Castle ESC with a Tekin motor. THE combo to run.


----------



## jasonwipf (Feb 23, 2009)

nik77356 said:


> Castle ESC with a Tekin motor. THE combo to run.


I would actually agree! Castle ESC & Tekin V3 Motor is great. I'm not sure what happened to the Castle, its usually bullet proof and its only 1 month old but that 1800 was cogging alot more than my 2200 (really never cogs) So i'm thinking it might have had something to do with that. I'll send it in and find out from castle I guess.


----------



## cjtamu (Sep 22, 2004)

jasonwipf said:


> But i fried my Castle ESC yesterday so no running that for awhile.
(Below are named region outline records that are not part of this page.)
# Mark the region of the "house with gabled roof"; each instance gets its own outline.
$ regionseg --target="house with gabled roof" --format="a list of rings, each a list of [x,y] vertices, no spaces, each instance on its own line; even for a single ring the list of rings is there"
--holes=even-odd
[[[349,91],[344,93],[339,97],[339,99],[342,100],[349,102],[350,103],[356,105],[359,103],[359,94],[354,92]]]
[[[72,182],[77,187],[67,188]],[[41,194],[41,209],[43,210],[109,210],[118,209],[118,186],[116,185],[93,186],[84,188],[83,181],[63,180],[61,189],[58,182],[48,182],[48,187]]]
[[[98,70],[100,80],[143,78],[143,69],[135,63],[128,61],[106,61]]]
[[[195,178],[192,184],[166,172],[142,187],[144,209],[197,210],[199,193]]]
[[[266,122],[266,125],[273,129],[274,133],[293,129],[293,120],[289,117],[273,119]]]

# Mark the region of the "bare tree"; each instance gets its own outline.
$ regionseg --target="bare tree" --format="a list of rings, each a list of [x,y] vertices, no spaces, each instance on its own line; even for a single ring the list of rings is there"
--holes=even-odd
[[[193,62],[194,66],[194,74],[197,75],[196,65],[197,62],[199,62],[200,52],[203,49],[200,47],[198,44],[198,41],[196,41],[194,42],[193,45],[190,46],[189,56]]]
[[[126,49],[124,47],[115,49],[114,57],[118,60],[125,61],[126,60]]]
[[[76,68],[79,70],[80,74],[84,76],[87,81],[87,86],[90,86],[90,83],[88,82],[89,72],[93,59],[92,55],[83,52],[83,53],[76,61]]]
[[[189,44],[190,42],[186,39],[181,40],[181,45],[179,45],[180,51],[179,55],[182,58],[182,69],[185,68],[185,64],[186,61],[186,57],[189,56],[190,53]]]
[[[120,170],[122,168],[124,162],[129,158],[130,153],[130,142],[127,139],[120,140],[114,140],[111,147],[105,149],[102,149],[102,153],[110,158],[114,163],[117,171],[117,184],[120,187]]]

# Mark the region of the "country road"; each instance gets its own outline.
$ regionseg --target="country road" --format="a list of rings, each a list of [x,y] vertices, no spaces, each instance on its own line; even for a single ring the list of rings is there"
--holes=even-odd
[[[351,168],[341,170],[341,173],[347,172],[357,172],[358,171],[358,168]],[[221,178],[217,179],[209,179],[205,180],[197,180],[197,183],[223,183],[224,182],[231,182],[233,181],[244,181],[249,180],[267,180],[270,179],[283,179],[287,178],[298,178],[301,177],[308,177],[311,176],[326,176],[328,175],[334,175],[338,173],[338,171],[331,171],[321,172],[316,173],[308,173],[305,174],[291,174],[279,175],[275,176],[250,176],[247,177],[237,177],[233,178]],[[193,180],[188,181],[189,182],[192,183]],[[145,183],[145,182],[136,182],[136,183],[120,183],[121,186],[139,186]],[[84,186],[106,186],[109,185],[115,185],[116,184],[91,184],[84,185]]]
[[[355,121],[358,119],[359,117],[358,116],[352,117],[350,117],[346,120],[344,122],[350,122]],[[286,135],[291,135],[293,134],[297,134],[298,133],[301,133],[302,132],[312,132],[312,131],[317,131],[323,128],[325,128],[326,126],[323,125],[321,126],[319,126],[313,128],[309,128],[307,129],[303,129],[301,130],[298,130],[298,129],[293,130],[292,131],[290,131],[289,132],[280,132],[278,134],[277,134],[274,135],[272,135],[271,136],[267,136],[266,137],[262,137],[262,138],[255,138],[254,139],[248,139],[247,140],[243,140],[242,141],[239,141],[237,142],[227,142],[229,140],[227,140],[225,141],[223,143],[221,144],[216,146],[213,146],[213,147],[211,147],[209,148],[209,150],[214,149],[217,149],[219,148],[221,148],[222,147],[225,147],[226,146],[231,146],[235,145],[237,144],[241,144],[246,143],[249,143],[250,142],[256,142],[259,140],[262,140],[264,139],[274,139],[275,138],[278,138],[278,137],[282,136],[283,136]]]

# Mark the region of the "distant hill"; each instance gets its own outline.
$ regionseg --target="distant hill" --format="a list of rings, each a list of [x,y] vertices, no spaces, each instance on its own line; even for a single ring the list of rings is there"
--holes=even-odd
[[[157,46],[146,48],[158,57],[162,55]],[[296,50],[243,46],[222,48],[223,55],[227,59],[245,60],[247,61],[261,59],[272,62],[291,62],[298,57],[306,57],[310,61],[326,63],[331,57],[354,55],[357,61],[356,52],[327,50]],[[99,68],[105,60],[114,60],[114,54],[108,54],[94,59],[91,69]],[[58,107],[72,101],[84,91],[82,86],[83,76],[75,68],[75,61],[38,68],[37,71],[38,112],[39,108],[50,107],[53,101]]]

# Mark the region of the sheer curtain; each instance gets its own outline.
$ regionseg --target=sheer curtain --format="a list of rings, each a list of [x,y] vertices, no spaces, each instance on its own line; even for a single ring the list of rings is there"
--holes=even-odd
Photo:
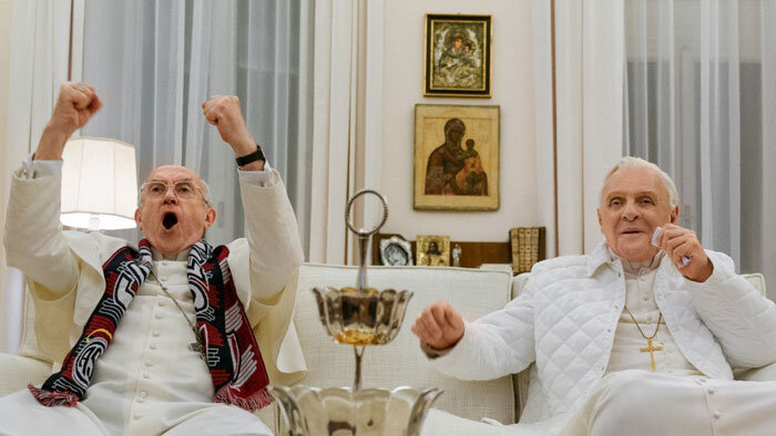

I think I'll go electric. Just plug and play, hassle-free :rotfl:


----------



## skillett (Mar 7, 2010)

Jason and Will done put the jedi mind trick on you people...........:rotfl:


----------



## cjtamu (Sep 22, 2004)

skillett, you missed the sarcasm. Ain't nothing about any type of RC that's hassle or maintenance free.


----------



## skillett (Mar 7, 2010)

cjtamu said:


> skillett, you missed the sarcasm. Ain't nothing about any type of RC that's hassle or maintenance free.


I meant Rubine and Troy 
We are losing to many good drivers to this E.buggy craze.
Can't believe it:spineyes:


----------



## Verti goat (Jun 16, 2009)

I doubt they're switching....They probably just want to have the e-buggy for convenience and still race nitro as well. That's what I want to do when the mbx6-e comes out. It just seems like so much less headache to throw down the electric and start rolling. I couldn't give up my nitro though, I love the tuning, sound, and smell!!


----------



## troytyro (Feb 3, 2009)

No way in [email protected]!! would i stop racing nitro!!! I just need to run 1 more class and buggy is the way to go for me.


----------



## tarpon140 (Apr 5, 2006)

killerkustoms said:


> LOL me too Troy just waiting for the motor mount from elite to get back in stock for 808 and I'm in business also trying to find a 1900 motor instead 2200 I got.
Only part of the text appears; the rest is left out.